Soon the police will arrive. I’ve never been arrested, so I don’t know what will happen after that. Will they handcuff me? Will I have to spend the night in jail?
I try the knob again. I jiggle it. I kick the door and then kick it a few more times, and something jars loose and clatters to the floor. The chair? For a few minutes I stand motionless, holding my breath, but I still don’t hear anything from outside. I try the knob again. This time, it turns smoothly.
When I open the door, the office is empty, dimly lit by the faint sunlight spilling in through the window, and the chair is lying on the floor. I creep out of the closet, hunker down, and peek over the windowsill. Outside, I can see the men standing and smoking.
“How long has it been, anyway?” one says.
The other snorts. “Bet they don’t even show up. The cops in this city are a joke.”
Holding my breath, I duck back into the office. If I go out through the door, they’ll see me. I open the window on the opposite wall and squeeze through, then run and run until I reach the wire fence. I scramble over it and keep running until I find my car, parked on a narrow residential street.

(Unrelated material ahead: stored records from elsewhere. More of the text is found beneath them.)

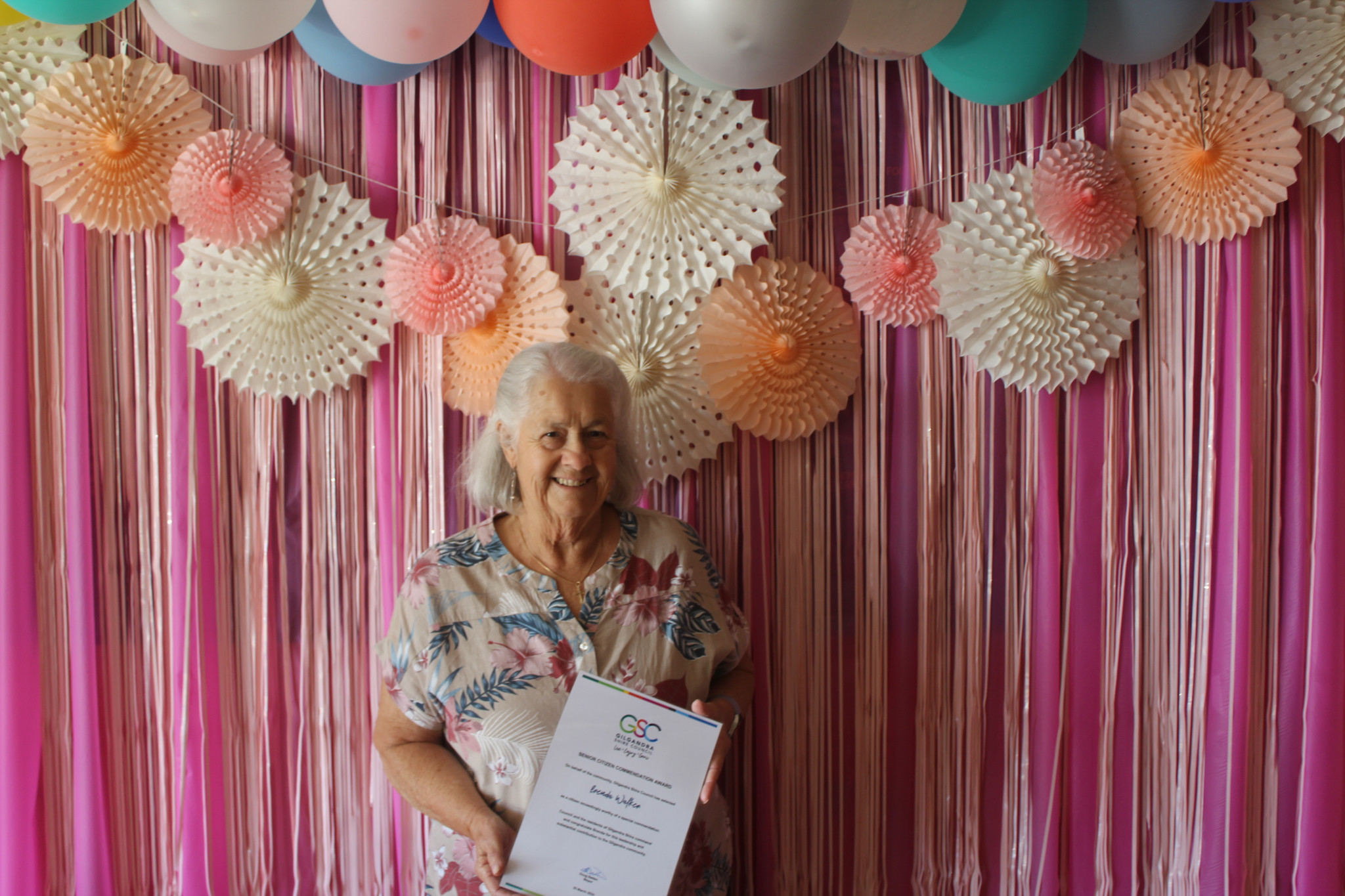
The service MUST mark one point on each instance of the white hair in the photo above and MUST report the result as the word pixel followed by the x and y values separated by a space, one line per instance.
pixel 487 475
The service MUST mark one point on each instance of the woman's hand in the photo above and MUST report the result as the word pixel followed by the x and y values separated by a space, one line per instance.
pixel 494 840
pixel 721 712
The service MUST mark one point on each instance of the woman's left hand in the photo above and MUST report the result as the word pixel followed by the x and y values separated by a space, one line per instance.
pixel 721 712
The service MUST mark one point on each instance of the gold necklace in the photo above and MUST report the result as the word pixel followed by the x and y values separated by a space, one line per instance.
pixel 579 585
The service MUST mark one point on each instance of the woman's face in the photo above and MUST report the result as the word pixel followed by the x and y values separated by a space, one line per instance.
pixel 565 450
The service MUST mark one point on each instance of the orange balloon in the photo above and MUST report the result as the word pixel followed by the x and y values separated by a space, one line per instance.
pixel 579 37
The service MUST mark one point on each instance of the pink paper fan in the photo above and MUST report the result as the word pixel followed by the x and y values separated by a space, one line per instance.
pixel 1084 199
pixel 232 187
pixel 888 265
pixel 444 276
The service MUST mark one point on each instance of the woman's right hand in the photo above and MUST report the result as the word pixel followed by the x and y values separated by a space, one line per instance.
pixel 494 840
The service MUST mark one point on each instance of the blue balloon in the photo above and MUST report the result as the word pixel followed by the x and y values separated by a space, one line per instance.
pixel 69 12
pixel 493 30
pixel 337 55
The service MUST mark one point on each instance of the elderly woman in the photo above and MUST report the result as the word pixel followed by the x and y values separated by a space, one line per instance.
pixel 494 624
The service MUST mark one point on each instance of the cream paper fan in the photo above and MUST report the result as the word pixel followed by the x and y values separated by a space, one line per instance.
pixel 102 139
pixel 779 349
pixel 657 345
pixel 530 309
pixel 1211 152
pixel 671 221
pixel 299 312
pixel 1301 50
pixel 1020 305
pixel 30 54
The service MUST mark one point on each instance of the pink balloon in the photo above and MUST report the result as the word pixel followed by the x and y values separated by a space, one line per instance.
pixel 190 49
pixel 408 32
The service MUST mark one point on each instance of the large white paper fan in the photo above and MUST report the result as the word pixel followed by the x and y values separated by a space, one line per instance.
pixel 1020 305
pixel 30 54
pixel 667 217
pixel 299 312
pixel 1301 50
pixel 657 345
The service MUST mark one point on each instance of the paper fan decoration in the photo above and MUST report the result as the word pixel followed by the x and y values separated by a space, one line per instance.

I sag against the car, my body weighted with exhaustion, and close my eyes.
Will anyone come looking for me? I don’t think hunting down some crazy girl who broke into a zoo will be a big priority for the police. I try to remember where I dropped the sign, but it doesn’t matter. They’ll probably just put it back up tomorrow.
It’s started to snow. Fat, heavy flakes drift down from the sky and settle onto my hair and clothes. I watch them for a few minutes, then get into my car.
When I return to my apartment, there’s a bright yellow eviction notice on the door.
CHAPTER TWENTY-SIX
I stare numbly.
I thought I had a little more time. But it doesn’t matter. Either way, I don’t have the money, and Mrs. Schwartz has been looking for a chance to get rid of me. I decide to leave now and spare myself the indignity of being removed by force.
There’s not a lot to take. The TV is ancient and the furniture is mostly junk. I stuff my clothes, toiletries, Rubik’s Cube, laptop, my last bit of cash, and as many books as I can fit into a duffel bag. I pause, looking at the single carnation, still in its glass on the coffee table, now brittle and dead. I take it from the glass and place it in my duffel bag, atop the pile of clothes.
I sling the bag over my shoulder, then pause again, looking back at the living room where I spent so many nights watching TV on the couch, eating cereal or Cool Whip and washing it down with orange soda. Bare walls and mangy, threadbare carpeting stare back at me. Not much, but it is—was mine. The first place that was ever mine.
I toss all my possessions into the backseat of my car.
My cell phone buzzes in my pocket. I flip it open, and my heartbeat speeds. A text from Stanley: I know what we had was real. I didn’t imagine it.
He’s still trying. Even after all this time.
I think about calling him back and trying to explain things to him. But I’m not that strong. I know that I’ll end up telling him everything, and then he’ll feel obligated to help me. If I don’t walk away now, it won’t ever happen. But it needs to happen. The kindest thing I can do is to break his heart.
A cramp seizes my stomach. I double over, gasping, one hand pressed to my abdomen.
Stanley is sitting next to me on the park bench, holding out his hand to me.
He’s in the motel room with me, touching me, whispering that I’m beautiful.